Westgate Hotel is a Grade II listed building in the Newport local planning authority area, Wales. First listed on 2 May 1980. Hotel.

Westgate Hotel

WRENN ID
errant-wicket-oak
Grade
II
Local Planning Authority
Newport
Country
Wales
Date first listed
2 May 1980
Type
Hotel
Source
Cadw listing

Description

Westgate Hotel

This is a large hotel with ground floor shops built in the French Renaissance style. The building is constructed of snecked Pennant stone with bathstone dressings, features a slate roof with large yellow brick chimneys and bracketed eaves, and is generally fitted with sash glazing, though the first floor level has T-casements. The building rises to four storeys plus two levels of attics contained within a mansard roof, which includes upper dormers with flat roofs and lower dormers with narrow pedimented treatment.

The Commercial Street frontage contains shops at ground level, articulated by pillars and bracketed cornices, most with modern shopfronts. The main entrance is located on Commercial Street and is flanked by seven windows to the right and six windows to the left, with a further two windows set over an archway and three additional windows set forward with different attic treatment. The entrance bay itself is notable for its pedimented gable and arched window at attic level, paired round windows at the third floor, and an oriel window with Dutch pediment at the second floor, which features a cast-iron balcony panel. Paired windows appear at the first floor, while the ground floor displays an elaborate cast-iron and wrought-iron porch with cast-iron columns featuring floral capitals and enriched spandrels, set over a deeply bracketed hood with granite dressings. The entrance steps lead up to an enclosure containing an early 19th-century Doric porch with fluted iron columns. Third floor windows have aprons, the second floor has simple windows, and the first floor windows feature Dutch pediments and relief bands to the heads. Towards the left of the Commercial Street front, an archway provides access to the rear yard; to the left of this archway, a three-window bay with a curved corner and hipped roof at attic level appears to be of slightly later date. The right corner of the hotel displays bathstone panelling that runs up into the chimney, with blind windows similar to those on Commercial Street; the first floor here has paired arched panels with segmental Dutch pediment.

The return to Stow Hill, where ground level rises, continues in similar architectural character for four windows, the second of which is paired, followed by a lower transitional block of two storeys plus attics containing two windows. Beyond this lies a five-window section where the first floor features narrow windows with tall architraves and Dutch pediments topped by heraldic shields, whilst the ground floor contains windows and doors with segmental pediments.

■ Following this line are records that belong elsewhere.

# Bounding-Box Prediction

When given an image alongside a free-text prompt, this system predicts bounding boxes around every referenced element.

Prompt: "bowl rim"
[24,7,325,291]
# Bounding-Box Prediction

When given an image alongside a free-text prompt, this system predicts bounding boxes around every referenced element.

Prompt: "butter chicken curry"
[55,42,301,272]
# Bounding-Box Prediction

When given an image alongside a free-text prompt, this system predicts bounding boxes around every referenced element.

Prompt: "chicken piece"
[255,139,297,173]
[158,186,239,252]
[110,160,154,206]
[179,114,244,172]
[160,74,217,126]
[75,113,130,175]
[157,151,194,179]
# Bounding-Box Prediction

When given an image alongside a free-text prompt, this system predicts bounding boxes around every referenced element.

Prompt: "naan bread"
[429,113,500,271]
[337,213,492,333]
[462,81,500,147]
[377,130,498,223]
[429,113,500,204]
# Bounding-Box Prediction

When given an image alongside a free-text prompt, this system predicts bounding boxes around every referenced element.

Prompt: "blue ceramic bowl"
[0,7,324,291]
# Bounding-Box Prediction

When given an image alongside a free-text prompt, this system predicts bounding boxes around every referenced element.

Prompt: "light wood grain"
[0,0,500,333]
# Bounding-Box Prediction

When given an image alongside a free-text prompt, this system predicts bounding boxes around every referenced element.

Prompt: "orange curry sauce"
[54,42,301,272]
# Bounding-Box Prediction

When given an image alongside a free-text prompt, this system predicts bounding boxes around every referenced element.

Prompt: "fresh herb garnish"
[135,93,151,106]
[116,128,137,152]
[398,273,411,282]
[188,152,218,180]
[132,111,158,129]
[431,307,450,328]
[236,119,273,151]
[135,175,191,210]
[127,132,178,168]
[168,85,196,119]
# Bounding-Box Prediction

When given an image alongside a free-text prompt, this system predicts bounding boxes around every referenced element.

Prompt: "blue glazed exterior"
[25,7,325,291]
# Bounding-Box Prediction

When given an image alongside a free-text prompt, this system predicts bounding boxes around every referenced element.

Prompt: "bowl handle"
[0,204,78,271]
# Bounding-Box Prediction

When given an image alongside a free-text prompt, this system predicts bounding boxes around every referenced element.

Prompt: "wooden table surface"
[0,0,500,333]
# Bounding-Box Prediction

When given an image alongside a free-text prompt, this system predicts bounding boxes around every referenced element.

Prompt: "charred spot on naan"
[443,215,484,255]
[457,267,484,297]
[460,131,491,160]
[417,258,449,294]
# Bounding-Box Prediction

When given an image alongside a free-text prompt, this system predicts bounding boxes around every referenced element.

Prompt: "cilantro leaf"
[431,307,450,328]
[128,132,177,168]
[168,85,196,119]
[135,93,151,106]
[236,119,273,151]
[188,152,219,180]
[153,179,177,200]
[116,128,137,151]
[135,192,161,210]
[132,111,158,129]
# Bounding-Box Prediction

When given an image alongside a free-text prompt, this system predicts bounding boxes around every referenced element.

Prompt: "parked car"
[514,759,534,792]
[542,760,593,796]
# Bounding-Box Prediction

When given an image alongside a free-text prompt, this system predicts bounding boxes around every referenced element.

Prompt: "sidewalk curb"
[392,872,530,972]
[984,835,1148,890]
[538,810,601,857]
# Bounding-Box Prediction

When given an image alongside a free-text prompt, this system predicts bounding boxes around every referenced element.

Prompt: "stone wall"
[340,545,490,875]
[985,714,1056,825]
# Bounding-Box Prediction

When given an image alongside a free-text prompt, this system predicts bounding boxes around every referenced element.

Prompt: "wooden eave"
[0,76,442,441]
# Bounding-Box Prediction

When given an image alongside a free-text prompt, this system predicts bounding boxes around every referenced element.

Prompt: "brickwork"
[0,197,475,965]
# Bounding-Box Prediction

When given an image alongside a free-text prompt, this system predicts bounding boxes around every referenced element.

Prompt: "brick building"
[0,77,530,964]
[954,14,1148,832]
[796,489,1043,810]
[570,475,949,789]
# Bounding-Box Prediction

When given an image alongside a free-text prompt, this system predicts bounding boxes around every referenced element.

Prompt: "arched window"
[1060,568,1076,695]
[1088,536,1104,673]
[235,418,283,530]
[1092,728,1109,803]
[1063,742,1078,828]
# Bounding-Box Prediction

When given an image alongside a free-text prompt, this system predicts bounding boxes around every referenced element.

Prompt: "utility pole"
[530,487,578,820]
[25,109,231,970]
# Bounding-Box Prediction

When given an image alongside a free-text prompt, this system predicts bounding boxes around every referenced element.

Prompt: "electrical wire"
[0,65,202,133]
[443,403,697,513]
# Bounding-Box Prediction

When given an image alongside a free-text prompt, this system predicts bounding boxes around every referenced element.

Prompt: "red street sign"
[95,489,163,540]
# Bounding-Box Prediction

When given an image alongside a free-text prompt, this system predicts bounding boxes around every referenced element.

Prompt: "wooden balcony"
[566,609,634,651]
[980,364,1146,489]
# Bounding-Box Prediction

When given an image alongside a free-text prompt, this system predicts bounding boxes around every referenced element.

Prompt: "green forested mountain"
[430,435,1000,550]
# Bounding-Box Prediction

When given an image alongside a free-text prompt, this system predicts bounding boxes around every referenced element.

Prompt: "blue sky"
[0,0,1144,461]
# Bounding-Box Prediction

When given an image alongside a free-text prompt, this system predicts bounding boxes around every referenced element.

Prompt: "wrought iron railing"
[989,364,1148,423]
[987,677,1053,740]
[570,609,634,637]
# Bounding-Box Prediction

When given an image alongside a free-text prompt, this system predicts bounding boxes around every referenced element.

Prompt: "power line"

Within the inner courtyard lie former stables, now the Scrum Half Bar, a two-storey structure with two upper windows and a gabled hood covering a former hoist at ground level (now with modern details). The building has a hipped slate roof, as does a taller service block behind. Additional service blocks occupy the courtyard.

The hotel retains a particularly fine set of well-preserved public rooms in Renaissance style. The entrance hall features granite columns with floral capitals and corbels. A richly articulated wooden stair in Jacobethan style rises to the original top storey of the hotel, featuring turned balusters, urn or ball finials, and scrolled cornices to the staircase hall, with granite pillars also present at landing level. The public rooms include, to the southeast of the entrance, a large room with a deep cornice and ceiling rose. To the northwest of the entrance, a corner room features a cornice and elaborate ceiling rose. At the centre of the Commercial Street front, three smaller rooms in similar style occupy the space between these two larger rooms. The Stow Hill side of the hotel contains a grand ballroom with a coved and ribbed ceiling featuring elaborate oval ceiling roses. Ionic pilasters support a deep swagged frieze which breaks forward on volutes above five round-arched windows, with alternating doors and mirrors opposite. At the south end of the ballroom, a musician's gallery with a balcony featuring a pierced metal frontal sits above a recess with a mirror. At the north end, the main doorway features superimposed pilasters, a bracketed entablature, a lugged architrave, and a keystone with a grotesque head. An elliptical lobby in similar style contains an elliptical arched doorway to the body of the hotel, and an arched recess with doorway to a service corridor. On the floor below the ballroom lies a dining room with a cornice and swagged frieze, connected to the lobby by two elliptical arches. Many of the bedrooms on the upper floors retain cornices, skirtings, and panelled doors.